Introducing Strange Loop cut Volunteers, the 40-year-old explained “this is a song about that sort of precise, pinpoint, forensic, quantum moment where you realise that you fucked up everything” to more laughs from the crowd ahead of the sombre and sparsely accompanied track.
Faster-paced tune The Great Optimist upped the tempo next, the older song getting the crowd singing along once again. “It’s Wednesday, I can play a song about the end of the world” Dempsey said drily. “I didn’t realise when I wrote this song seven years ago, that it was about Donald Trump” he continued, to sniggers across the crowd before slowing the tempo once more with Have You Fallen Out of Love? from Everything Is True, his deep voice transposing multiple octaves wonderfully, the high notes exposed by a lush falsetto.
Teasing the audience, staring up at the chandelier-strewn ceiling, Dempsey introduced the next song “well this is a Something For Kate song” to huge cheers from the audience. “You don’t know which one it is yet, might be the one you’re always pressing skip on!” he exclaimed, one audience member screaming back “we don’t care!” as the statuesque solo frontman strummed the open bars to lead single from 2003 record The Official Fiction – Déjà Vu – the crowd becoming their most vocal of the night so far with me finding myself belting out each word to the song I hadn’t made an active effort to listen to in years.
That treat was followed by another, a cover of David Bowie’s Ashes To Ashes, a song Something For Kate had covered previously, following the band opening for the British legend on the Australian leg of his final tour and a song Dempsey will, no doubt, sing live at next month’s Sydney celebration of what would have been Bowie’s 70th birthday at the city’s famous Opera House venue, backed by the Starman’s own band.
Another treat was in store for Something For Kate fans next with an airing of the group’s last album Leave Your Soul to Science’s opening number Star-Crossed Citizens.
The main set was closed out with Strange Loop cuts Hey History (Don’t Go Changin’) and Idiot Oracle before the 40-year-old departed the stage for the briefest of moments, returning quickly and suggesting a fictional music union would fine him for such a rebellious act, justifying it: “It’s Wednesday, I’m sure you’ve all got things to do tomorrow” before seguing to the next number: “there are not going to be many times in your life where you will get to impersonate a synthesizer” he said curiously. “I’m not going to say any more about it, you’re just going to know” he continued before breaking into a cover of Queen hit I Want to Break Free, as appeared on his 2013 solo covers record Shotgun Karaoke, the crowd immediately singing along and knowing exactly where to interject with Brian May’s synth-sounding guitar solo.
Everything Is True tracks Theme from Nice Guy and Bird in a Basement closed out what was a tremendously fun night at the former Edwardian dance hall in the rare company of Paul Dempsey.
There’s something to be said for a solo artist who appears on stage without any gimmicks, backing musicians, changing lighting or even more than a single guitar – which he re-tuned himself between songs – and can captivate a room with both their presence and music.
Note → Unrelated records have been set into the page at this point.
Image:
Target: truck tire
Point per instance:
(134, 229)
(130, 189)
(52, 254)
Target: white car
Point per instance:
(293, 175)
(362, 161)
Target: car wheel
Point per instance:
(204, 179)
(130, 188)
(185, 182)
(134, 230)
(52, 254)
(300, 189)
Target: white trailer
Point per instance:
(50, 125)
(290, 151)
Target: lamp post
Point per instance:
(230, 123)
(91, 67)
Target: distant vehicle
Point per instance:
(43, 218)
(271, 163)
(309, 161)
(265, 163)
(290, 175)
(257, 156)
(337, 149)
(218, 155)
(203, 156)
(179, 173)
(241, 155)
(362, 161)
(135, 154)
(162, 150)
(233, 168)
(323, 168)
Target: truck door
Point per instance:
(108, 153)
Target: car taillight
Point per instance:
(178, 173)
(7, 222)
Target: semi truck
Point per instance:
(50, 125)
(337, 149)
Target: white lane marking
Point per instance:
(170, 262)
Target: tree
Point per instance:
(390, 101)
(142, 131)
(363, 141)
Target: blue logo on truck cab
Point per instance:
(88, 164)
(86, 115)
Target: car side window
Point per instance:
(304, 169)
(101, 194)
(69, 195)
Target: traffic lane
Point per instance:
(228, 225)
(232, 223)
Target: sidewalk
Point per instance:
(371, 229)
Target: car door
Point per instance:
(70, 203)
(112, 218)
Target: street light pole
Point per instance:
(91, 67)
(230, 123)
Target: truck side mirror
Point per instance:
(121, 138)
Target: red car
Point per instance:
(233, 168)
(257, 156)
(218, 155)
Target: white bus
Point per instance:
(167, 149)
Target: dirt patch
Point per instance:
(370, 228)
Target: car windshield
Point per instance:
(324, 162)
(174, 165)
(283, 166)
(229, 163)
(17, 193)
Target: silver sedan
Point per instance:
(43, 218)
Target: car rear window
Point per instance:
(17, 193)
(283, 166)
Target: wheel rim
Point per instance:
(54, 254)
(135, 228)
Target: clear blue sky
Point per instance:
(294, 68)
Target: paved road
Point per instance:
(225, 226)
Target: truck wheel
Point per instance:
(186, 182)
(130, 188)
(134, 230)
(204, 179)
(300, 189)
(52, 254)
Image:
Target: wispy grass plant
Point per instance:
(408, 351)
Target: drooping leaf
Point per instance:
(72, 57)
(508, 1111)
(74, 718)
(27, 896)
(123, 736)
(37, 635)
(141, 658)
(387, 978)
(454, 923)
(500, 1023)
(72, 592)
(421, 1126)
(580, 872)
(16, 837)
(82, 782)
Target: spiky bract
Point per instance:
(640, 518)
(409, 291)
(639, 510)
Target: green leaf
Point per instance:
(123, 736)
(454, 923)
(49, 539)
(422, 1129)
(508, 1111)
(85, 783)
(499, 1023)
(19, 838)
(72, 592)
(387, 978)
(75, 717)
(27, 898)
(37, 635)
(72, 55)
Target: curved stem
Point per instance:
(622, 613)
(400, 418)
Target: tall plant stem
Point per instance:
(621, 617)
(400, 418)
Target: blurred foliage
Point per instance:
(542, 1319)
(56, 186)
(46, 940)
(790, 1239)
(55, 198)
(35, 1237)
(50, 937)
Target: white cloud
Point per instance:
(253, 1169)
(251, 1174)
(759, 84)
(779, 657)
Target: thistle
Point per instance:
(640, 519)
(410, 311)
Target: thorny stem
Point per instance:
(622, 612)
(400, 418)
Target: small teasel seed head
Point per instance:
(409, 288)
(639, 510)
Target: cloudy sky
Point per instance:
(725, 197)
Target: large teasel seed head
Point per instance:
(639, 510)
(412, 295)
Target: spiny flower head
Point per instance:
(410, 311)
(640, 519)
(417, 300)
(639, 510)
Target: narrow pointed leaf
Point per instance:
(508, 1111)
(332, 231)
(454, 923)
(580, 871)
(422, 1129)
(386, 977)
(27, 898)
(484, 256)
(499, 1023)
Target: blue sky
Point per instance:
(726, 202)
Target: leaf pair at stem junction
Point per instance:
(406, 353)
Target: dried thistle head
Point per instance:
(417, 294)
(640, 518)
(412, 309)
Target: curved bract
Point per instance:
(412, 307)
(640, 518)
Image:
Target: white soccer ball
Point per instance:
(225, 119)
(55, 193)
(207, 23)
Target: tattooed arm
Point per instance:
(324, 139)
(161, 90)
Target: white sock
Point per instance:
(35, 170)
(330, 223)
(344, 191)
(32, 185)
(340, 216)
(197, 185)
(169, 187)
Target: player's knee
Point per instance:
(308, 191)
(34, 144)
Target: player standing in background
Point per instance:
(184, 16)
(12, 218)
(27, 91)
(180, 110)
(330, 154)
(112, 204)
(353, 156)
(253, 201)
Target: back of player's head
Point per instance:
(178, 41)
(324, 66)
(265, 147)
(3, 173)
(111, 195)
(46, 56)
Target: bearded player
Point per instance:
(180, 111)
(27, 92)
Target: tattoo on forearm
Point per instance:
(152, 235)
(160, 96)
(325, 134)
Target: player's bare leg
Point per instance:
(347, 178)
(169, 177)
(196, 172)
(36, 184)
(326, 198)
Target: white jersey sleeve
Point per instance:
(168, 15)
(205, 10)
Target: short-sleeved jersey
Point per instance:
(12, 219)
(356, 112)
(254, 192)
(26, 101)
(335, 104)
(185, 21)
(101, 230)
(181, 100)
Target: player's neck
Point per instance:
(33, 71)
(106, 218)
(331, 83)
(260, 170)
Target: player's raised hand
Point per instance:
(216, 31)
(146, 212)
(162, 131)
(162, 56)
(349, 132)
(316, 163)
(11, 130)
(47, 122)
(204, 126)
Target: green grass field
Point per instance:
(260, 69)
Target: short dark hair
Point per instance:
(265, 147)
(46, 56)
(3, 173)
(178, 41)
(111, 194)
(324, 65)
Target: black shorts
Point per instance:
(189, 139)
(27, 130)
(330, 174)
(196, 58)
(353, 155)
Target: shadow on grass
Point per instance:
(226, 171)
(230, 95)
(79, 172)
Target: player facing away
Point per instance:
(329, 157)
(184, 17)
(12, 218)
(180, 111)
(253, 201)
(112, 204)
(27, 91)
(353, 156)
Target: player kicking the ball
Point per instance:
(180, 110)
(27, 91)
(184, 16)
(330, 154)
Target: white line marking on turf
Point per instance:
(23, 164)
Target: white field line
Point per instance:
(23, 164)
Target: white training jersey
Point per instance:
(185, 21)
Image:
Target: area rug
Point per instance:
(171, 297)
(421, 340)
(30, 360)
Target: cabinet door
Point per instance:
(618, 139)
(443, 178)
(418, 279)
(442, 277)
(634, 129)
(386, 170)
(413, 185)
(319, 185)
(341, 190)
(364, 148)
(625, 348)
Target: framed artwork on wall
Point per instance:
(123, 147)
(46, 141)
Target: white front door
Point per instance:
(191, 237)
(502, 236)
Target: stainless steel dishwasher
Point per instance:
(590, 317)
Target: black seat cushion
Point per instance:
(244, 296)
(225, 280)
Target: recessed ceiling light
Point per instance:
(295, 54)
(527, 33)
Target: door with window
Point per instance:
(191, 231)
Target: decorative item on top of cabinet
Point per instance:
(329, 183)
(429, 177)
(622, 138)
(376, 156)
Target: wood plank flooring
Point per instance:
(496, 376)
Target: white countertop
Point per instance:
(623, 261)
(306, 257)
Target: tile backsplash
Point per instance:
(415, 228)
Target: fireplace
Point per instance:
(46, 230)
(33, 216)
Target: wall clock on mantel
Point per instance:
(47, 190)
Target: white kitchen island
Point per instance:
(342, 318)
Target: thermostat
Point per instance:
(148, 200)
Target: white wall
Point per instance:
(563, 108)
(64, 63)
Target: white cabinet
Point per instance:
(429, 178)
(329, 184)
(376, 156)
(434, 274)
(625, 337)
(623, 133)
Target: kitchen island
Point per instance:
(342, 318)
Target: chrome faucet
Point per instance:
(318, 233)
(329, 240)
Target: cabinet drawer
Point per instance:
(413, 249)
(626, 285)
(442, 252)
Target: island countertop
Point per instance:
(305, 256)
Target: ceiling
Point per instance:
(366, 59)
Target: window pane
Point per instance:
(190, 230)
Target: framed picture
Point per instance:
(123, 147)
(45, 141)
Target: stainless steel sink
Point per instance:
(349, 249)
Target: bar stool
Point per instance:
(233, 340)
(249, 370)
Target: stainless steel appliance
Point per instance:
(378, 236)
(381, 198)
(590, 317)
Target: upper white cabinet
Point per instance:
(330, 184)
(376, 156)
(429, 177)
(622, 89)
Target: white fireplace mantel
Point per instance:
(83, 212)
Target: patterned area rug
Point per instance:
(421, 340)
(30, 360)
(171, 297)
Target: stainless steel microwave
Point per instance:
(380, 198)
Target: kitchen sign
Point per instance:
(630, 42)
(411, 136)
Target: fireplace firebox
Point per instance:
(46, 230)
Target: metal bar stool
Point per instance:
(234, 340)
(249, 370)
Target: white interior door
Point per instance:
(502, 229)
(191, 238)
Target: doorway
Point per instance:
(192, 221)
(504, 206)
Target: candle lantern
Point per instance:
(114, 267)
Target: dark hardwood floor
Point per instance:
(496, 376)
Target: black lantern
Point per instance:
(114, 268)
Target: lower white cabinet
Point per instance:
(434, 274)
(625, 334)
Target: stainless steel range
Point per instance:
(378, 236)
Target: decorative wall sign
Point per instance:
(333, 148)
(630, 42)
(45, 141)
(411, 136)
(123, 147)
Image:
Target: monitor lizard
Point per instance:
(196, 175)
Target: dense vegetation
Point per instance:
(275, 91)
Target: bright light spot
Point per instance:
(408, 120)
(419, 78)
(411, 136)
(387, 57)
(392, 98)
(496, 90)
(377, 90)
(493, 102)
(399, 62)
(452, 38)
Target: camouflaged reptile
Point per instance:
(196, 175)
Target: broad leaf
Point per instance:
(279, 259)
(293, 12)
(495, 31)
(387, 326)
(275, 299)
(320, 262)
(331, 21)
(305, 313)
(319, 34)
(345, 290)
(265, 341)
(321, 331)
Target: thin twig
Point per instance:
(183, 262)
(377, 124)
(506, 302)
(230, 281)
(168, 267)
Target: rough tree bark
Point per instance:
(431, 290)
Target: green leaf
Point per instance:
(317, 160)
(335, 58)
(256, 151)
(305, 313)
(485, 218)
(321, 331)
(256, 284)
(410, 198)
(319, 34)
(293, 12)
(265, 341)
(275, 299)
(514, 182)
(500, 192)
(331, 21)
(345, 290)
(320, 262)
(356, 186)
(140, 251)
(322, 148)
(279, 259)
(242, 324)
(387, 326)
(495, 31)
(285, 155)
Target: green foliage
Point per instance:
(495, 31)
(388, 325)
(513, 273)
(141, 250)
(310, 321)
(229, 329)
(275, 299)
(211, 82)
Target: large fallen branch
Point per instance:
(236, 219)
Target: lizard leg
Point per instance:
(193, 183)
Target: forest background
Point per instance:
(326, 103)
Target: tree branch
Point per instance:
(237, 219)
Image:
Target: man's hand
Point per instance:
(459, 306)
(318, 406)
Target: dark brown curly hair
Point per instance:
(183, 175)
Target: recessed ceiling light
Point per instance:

But Dempsey had his West London audience eating out of the palm of his hand from the outset with longing looks from the crowd only intensifying as the night went on.
While Paul Dempsey fans might not have long to wait until he returns to London, news of a Something For Kate tour this side of the globe would make many fans’ decade for sure, this writer and photographer included! Paul Dempsey returns to Australia for a celebration of David Bowie at the Sydney Opera House in January but promised to be back in London in 2017.
Live review of Paul Dempsey @ Bush Hall by Kalpesh Patel on 7th December 2016.